The article highlights that while artificial intelligence (AI) offers powerful tools for personalised learning and administrative support, there is a significant risk that its adoption could widen existing educational inequalities rather than narrow them. Students in well-resourced schools often benefit first from new technologies, while those in under-funded, rural or disadvantaged settings may lag behind — lacking devices, internet access or trained teachers to deploy AI effectively.
Central to whether AI helps or harms equity is the role of teachers. The author argues that when teachers are properly trained, supported and involved in decision-making about AI tools, the benefits are more widely shared.

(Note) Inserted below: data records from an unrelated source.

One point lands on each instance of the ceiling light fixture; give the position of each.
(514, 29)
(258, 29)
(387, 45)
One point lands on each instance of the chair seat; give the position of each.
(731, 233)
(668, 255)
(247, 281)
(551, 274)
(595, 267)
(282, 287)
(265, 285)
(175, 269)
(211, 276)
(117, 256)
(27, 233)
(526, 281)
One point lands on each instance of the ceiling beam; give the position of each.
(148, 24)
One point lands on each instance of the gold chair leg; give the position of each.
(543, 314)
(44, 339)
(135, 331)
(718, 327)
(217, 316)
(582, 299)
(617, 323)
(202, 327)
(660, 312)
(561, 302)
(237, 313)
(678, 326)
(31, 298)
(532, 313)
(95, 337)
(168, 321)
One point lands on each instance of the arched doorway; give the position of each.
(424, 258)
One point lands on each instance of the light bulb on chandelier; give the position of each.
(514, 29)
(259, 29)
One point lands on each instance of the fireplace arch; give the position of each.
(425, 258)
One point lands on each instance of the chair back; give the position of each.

In contrast, if teachers are sidelined, lack professional development or are simply given tools without context, AI may become another burden or even a source of bias and exclusion.
The article also discusses structural barriers: unequal infrastructure, lack of resources for teacher training, and policies that don’t account for local realities. Without addressing these, AI may reinforce patterns where advantaged students gain further acceleration, while students in less supported environments fall further behind. It underlines that AI is not a panacea — access, teacher competency and institutional support determine whether it becomes an equaliser or a divider.
In conclusion, the piece calls for deliberate action: investment in teacher training, equitable infrastructure, thoughtful policy and inclusive design of AI systems. The future impact of AI in education isn’t pre-dermined; what educators, policymakers and communities do now will shape whether it promotes opportunity or entrenches disadvantage.